Étant donc en possession de pareils biens, veillons sur nous, bien-aimés frères. Et lorsque nous serons sur le point de prononcer une parole inconvenante ou que nous nous sentirons emportés soit par la colère, soit par tout autre vice semblable, considérons de quels biens nous avons été faits dignes, et que cette réflexion réprime nos mouvements déraisonnables. Aussi souvent donc que nous participons à ce corps, aussi souvent que nous goûtons ce sang, rappelons-nous que celui qui pénètre en nous est le même que les Anges adorent, assis au plus haut des cieux, à la droite invincible du Père.

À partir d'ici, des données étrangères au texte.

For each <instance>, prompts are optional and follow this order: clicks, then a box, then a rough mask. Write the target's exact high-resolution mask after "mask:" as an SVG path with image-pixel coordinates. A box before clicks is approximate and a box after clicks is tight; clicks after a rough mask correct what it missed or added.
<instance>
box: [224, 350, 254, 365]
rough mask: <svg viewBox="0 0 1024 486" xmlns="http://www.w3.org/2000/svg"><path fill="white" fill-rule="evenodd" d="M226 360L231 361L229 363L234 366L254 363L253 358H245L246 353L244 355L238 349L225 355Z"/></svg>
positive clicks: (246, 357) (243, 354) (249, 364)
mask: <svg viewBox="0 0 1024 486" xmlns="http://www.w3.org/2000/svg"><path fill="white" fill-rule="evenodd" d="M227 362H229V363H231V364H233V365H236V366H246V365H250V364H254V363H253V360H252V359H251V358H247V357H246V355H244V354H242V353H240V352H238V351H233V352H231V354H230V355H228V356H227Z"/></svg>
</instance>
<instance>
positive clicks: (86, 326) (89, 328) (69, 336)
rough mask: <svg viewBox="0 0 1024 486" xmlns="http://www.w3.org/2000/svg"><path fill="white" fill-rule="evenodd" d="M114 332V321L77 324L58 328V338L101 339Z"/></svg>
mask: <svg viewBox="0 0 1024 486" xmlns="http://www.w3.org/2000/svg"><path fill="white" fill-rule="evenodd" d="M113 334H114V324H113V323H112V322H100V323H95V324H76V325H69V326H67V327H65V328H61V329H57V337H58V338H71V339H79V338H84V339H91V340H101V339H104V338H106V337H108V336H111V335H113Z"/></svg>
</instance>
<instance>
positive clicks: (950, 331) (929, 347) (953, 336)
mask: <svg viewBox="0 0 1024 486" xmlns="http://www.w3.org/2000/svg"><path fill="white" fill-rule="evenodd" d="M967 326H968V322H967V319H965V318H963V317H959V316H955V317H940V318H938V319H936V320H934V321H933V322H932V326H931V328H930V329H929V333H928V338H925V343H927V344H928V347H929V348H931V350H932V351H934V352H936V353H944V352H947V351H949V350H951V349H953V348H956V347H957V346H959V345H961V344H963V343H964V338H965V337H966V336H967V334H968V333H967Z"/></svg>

Malheur à moi ! Que de voies pour aller au salut ! Il nous a faits son corps, il nous a communiqué son corps ; et rien de tout cela ne nous détourne du mal.
Homélie de saint Augustin, Évêque.Leçons 7 à 9 des Matines
Lecture du saint Évangile selon saint Jean.
(Jn 6:56-59)
En ce temps-là : Jésus, dit aux Juifs : Ma chair est vraiment une nourriture, et mon sang est vraiment un breuvage. Et le reste.
Homélie de saint Augustin, Évêque.
(Traité 27 sur S. Jean, avant le milieu)
Nous l’avons dit, mes frères, ce que le Seigneur nous recommande lorsque nous mangeons sa chair et buvons son sang, c’est que nous demeurions en lui et qu’il demeure en nous, Or, nous demeurons en lui lorsque nous sommes ses membres ; il demeure en nous, lorsque nous sommes son temple. Mais pour que nous soyons ses membres, il faut que l’unité nous joigne à lui ; et cette union étroite, qui la fait, sinon la charité ? Et d’où vient la charité de Dieu ? Interroge l’Apôtre : « La charité de Dieu, répond-il, a été répandue en nos cœurs par l’Esprit Saint qui nous a été donné. »
« C’est donc l’esprit qui vivifie », car c’est l’esprit qui communique la vie aux membres ; mais il ne peut les rendre vivants qu’à la condition de les trouver unis au corps dont il est la vie. En effet, ô homme, l’esprit qui est en toi et qui fait que tu es un homme, peut-il donner la vie à un membre séparé de ton corps ? Ce que j’entends par ton esprit, c’est ton âme : or, ton âme ne vivifie que les membres unis à ton corps ; si tu en retranches un, il n’est plus vivifié par ton âme, parce qu’il a cessé de faire partie de l’unité de ton corps.
Je vous parle ainsi, pour vous faire aimer l’unité et craindre la division. Un Chrétien ne doit rien tant redouter que d’être séparé du corps du Christ ; s’il se sépare du corps de Jésus-Christ, il n’est plus du nombre de ses membres ; et s’il ne fait plus partie de ses membres, il n’est plus vivifié par son Esprit. « Or, dit l’Apôtre, celui qui n’a point l’Esprit du Christ, celui-là n’est point à lui. » « C’est donc l’esprit qui vivifie ; la chair ne sert de rien : or les paroles que je vous ai dites sont esprit et vie. » Elles sont esprit et vie, que signifie cela ? Qu’il faut les entendre dans un sens spirituel. Les as-tu entendues spirituellement ? « Elles sont esprit et vie » ; les as-tu comprises d’une manière charnelle : elles sont encore « esprit et vie », mais elles ne le sont pas pour toi.